ACUT isn't all sunshine and flowers.

AUAT isn’t all sunshine and flowers.

Agile user acceptance testing (AUAT) confirms that the output of a project meets the business’ needs and requirements. The concept of acceptance testing early and often is almost inarguable, whether you are using Agile or any other method. AUAT generates early customer feedback, which increases customer satisfaction and reduces the potential for delivering defects. The problem is that implementing an effective and efficient AUAT isn’t always easy. Several complicating factors include:

  1. Having the right technical environment. Pithythoughts strongly argued in his comments (read them here) that acceptance testing without exposure to the true production environment is insufficient to really determine whether the work is “done and that business value has been delivered.” I believe that no seasoned developer or IT pro would argue, however it rarely happens except for new products or for relatively self-contained applications.  For example, consider the expense of having an environment that mirrors production for SAP on top of multiple test and development environments. Environmental compromises are made, and each level of abstraction away from the production mirror increases the risk that what seems ‘acceptable’ might not be in the real world.
  2. Acceptance test cases can be fragile. One of the central tenants in Agile projects is to embrace change. In many cases that change will need to be reflected in the acceptance test cases and criteria. Given that acceptance tests are known for suffering from false positive test failures (they are perceived to be true when they are not) they need to be carefully evaluated as the project evolves or the feedback the team gets from Agile acceptance testing can be counterproductive. Acceptance test cases need to be refactored just like code.
  3. Acceptance Test Driven Development (ATDD) can encourage big upfront design rather than emergent design favored in Agile projects. The development of acceptance criteria can lead the product owner (or other stakeholders) involved in developing the test cases to focus on “how” business value will be delivered technically rather than on the functionality or the “what” will be delivered. Fixing the design too early any project increases the likelihood of rework, and many times is the reason for rejecting change later in the project.  An emergent design allows teams to design only what is needed and then to learn from implementing and demonstrating that design.  Acceptance testing is part of the feedback loop needed to create an evolving design.
  4. Some product owners are unable or unwilling to write acceptance criteria and tests. Many times, product owners have day jobs in addition to their role as the voice to the business, which makes it harder to participate in an Agile team.  In rare cases, some product owners look at the activity of writing Agile user acceptance test cases as being beneath them. I once heard a “product owner” state that writing test cases was an IT job or maybe a clerk’s job – certainly not something he should do. Regardless of whether you are using Agile or waterfall, user acceptance testing is a critical step towards implementation. I find that in these scenarios, generating the proper level of product owner involvement takes a significant amount of time and effort. In the short run, partner a business analyst with the product owner to shepherd the creation of acceptance criteria and then pursue a long term coaching opportunity to change the product owner’s attitude.

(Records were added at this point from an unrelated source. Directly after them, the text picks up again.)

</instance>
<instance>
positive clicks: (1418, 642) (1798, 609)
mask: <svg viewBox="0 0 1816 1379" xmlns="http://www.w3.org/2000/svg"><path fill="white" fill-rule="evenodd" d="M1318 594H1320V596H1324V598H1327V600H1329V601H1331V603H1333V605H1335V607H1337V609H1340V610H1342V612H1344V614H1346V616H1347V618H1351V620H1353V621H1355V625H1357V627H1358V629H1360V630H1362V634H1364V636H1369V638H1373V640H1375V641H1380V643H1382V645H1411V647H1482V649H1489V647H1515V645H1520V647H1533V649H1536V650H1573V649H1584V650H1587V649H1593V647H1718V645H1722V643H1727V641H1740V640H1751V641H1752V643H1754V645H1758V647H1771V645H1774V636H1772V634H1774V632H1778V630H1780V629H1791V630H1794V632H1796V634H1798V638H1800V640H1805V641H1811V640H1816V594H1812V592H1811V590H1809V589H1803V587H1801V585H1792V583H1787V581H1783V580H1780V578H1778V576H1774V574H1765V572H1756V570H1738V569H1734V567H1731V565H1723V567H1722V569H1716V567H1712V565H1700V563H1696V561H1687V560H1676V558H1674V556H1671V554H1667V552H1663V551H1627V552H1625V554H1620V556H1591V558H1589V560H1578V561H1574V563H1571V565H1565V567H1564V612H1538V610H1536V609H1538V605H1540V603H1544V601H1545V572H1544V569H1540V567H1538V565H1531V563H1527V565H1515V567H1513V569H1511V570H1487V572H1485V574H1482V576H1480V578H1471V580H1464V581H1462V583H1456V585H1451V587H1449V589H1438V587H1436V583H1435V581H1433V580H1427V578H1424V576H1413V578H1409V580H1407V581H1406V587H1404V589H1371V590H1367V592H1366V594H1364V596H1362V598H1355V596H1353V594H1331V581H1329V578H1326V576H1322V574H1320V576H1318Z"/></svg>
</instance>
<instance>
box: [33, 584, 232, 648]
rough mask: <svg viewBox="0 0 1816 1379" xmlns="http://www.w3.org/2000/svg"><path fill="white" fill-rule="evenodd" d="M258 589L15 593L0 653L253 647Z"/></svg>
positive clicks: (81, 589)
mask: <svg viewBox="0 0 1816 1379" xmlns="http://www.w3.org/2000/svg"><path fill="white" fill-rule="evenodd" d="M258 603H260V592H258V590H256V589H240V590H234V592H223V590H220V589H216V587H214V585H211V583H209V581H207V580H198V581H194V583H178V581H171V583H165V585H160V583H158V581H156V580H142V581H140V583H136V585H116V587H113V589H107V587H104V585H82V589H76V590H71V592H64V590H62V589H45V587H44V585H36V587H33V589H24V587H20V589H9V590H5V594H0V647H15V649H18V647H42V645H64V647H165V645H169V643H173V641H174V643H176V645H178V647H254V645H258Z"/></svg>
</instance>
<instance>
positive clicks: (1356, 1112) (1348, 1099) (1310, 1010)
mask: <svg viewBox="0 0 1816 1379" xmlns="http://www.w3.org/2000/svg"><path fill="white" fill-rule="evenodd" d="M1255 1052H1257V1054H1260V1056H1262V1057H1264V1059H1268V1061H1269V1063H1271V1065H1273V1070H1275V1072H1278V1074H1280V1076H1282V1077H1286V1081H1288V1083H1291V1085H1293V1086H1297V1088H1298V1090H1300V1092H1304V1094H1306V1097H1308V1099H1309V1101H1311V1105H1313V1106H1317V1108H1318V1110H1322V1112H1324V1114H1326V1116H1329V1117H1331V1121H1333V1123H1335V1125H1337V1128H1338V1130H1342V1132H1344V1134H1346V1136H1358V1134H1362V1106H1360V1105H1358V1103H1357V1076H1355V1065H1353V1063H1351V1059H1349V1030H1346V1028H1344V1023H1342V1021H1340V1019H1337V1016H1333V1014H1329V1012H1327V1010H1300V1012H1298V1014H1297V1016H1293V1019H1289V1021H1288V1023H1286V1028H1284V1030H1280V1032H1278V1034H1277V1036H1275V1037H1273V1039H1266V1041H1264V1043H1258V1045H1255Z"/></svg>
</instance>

Agile user acceptance testing is a method of pursuing feedback from the business early and often by focusing the product owner (and by extension the rest of the business) on considering and then documenting the proof they will need to accept what the project will deliver. AUAT is not easy nor is it free.  There are numerous issues that need to be dealt with to make sure Agile acceptance testing is done correctly.  Without an environment that is as close to production it will be difficult to interpret the results.  Just because you capture acceptance criteria once does not mean you are done, acceptance criteria need to be continually review and refactored just like code.  If the process you are using to generate the acceptance criteria mean that you need to develop the solution too early, you need to step back and take the process more incrementally. Finally remember the word user in the Agile user acceptance testing otherwise you are just doing developer-based functionality testing.  Agile user acceptance testing is not all sunshine and flowers, but the outcome is generally worth the hassle.